To deal with that, we introduce average damping, so that essentially we compute the mean of two nearest calculated values and converge to solution, therefore
def sqrt(x: Double) = fixedPoint(y => (y + x / y) / 2)(1)
Finally, we introduce averageDamp function and the task is to write sqrt with fixedPoint and averageDamp. The averageDamp is defined as follows:
def averageDamp(f: Double => Double)(x: Double) = (x + f(x)) / 2
Here comes the part I don't understand - my initial solution was this:
def sqrt(x: Double) = fixedPoint(z => averageDamp(y => x / y)(z))(1)
but prof. Odersky's solution was more concise:
def sqrt(x: Double) = fixedPoint(averageDamp(y => x / y))(1)
My question is - why does it work? According to function signature, the fixedPoint function is supposed to take a function (Double => Double) but it doesn't mind being passed an ordinary Double (which is what averageDamp returns - in fact, if you try to explicitly specify the return type of Double to averageDamp, the compiler won't throw an error).
I think that my approach follows types correctly - so what am I missing here? Where is it specified or implied(?) that averageDamp returns a function, especially given the right-hand side is clearly returning a scalar? How can you pass a scalar to a function that clearly expects functions only? How do you reason about code that seems to not honour type signatures?
Your solution is correct, but it can be more concise.
Let's scrutinize the averageDamp function more closely.
def averageDamp(f: Double => Double)(x: Double): Double = (x + f(x)) / 2
The return type annotation is added to make it more clearly. I think what you are missing is here:
but it doesn't mind being passed an ordinary Double (which is what averageDamp returns - in fact, if you try to explicitly specify the
return type of Double to averageDamp, the compiler won't throw an
error).
But averageDamp(y => y/x) does return a Double => Double function! averageDamp requires to be passed TWO argument lists to return a Double.
If the function receive just one argument, it still wants the other one to be completed. So rather than returning the result immediately, it returns a function, saying that "I still need an argument here, feed me that so I will return what you want".
Prof MO did pass ONE function argument to it, not two, so averageDamp is partially applied, in the sense that it returns a Double => Double function.

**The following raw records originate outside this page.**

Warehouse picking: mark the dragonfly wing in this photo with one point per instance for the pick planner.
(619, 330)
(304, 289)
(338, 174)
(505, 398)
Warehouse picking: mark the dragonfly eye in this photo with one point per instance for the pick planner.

The course will also tell you functions with multiple argument lists are syntactical sugar form of this:
def f(arg1)(arg2)(arg3)...(argN-1)(argN) = (argN) => f(arg1)(arg2)(arg3)...(argN-1)

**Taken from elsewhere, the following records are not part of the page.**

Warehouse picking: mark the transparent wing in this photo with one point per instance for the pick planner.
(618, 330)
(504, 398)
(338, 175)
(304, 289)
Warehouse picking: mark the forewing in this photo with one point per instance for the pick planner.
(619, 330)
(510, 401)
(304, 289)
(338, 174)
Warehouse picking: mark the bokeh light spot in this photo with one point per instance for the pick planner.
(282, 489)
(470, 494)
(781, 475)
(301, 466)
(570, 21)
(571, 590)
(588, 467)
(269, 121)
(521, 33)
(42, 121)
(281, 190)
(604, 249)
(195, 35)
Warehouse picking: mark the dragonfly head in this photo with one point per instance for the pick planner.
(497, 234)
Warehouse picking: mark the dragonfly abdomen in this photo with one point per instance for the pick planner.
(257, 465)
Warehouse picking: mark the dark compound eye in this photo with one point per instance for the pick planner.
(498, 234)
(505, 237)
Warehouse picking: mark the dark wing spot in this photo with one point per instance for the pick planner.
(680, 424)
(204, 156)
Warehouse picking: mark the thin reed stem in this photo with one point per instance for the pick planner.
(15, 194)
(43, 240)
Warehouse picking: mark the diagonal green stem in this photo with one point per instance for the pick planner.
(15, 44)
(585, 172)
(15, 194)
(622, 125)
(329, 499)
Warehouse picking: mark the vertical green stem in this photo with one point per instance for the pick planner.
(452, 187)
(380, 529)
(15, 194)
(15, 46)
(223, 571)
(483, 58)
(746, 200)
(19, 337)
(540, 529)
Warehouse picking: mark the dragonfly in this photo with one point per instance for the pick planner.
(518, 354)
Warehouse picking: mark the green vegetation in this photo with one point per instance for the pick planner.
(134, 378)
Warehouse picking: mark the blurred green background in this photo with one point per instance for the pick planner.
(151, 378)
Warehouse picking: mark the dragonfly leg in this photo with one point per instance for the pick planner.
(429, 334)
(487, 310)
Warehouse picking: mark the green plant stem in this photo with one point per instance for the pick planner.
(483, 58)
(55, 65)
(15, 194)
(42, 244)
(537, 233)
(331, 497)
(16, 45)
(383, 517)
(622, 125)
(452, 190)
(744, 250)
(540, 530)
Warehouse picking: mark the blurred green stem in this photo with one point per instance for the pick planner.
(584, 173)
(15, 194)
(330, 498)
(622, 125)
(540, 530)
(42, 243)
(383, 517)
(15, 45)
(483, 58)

If you give one less argument than f needs, it just return the right side of equation, that is, a function. So, heeding that averageDamp(y => x / y), the argument passed to fixPoint, is actually a function should help you understand the question.
Notice: There is some difference between partially applied function(or function currying) and multiple argument list function
For example you cannot declare like this
val a = averageDamp(y => y/2)
The compiler will complain about this as 'method is not a partially applied function'.

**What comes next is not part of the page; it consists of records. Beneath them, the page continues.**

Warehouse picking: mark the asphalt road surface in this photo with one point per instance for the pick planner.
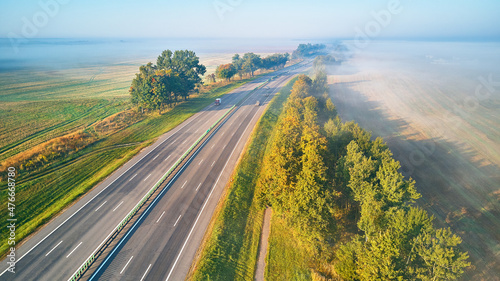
(164, 243)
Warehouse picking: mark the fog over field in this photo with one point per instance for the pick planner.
(437, 105)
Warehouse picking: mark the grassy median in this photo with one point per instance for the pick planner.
(43, 192)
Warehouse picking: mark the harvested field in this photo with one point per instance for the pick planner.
(437, 105)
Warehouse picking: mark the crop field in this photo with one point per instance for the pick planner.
(423, 99)
(45, 107)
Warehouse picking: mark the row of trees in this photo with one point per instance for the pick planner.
(321, 175)
(308, 50)
(175, 75)
(249, 63)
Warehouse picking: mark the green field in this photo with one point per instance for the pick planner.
(52, 106)
(229, 250)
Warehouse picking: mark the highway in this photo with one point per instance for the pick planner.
(164, 243)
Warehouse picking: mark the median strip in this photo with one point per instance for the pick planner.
(100, 249)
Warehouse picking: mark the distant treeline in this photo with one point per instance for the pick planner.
(343, 197)
(249, 63)
(308, 50)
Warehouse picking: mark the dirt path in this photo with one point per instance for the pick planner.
(261, 261)
(449, 148)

The difference is explained here: What's the difference between multiple parameters lists and multiple parameters per list in Scala?.
Multiple parameter lists are syntactic sugar for a function that returns another function. You can see this in the scala shell:
scala> :t averageDamp _
(Double => Double) => (Double => Double)
We can write the same function without the syntactic sugar - this is the way we'd do it in e.g. Python:
def averageDamp(f: Double => Double): (Double => Double) = {
def g(x: Double): Double = (x + f(x)) / 2
g
}
Returning a function can look a bit weird to start with, but it's complementary to passing a function as an argument and enables some very powerful programming techniques. Functions are just another type of value, like Int or String.
In your original solution you were reusing the variable name y, which I think makes it slightly confusing; we can translate what you've written into:
def sqrt(x: Double) = fixedPoint(z => averageDamp(y => x / y)(z))(1)
With this form, you can hopefully see the pattern:
def sqrt(x: Double) = fixedPoint(z => something(z))(1)
And hopefully it's now obvious that this is the same as:
def sqrt(x: Double) = fixedPoint(something)(1)
which is Odersky's version.
w.r.t Currying in scala, partly I understood below sample code.
def product1(f:Int => Int )(a:Int, b:Int):Int = {
println()
if(a > b ) 1
else
f(a) * product1(f)(a+1, b)
}
product(x => x * x) (3, 4)
Out of it., I am bit confused with
product1(f)
in
product1(f)(a+1, b)
Just need explanation, what goes on here.... :( and how to pronounce verbally while explaining...
Thanks in advance..
product1 has two parameter lists. product1(f) is the application of f which is a function of kind Int => Int. If you were only to call product1(f) like so:
product1(f)
without the second parameter list, you'd get a so-called partially-applied function, i.e. a function which doesn't have all of its parameters bound (you'd still need to provide it with a and b)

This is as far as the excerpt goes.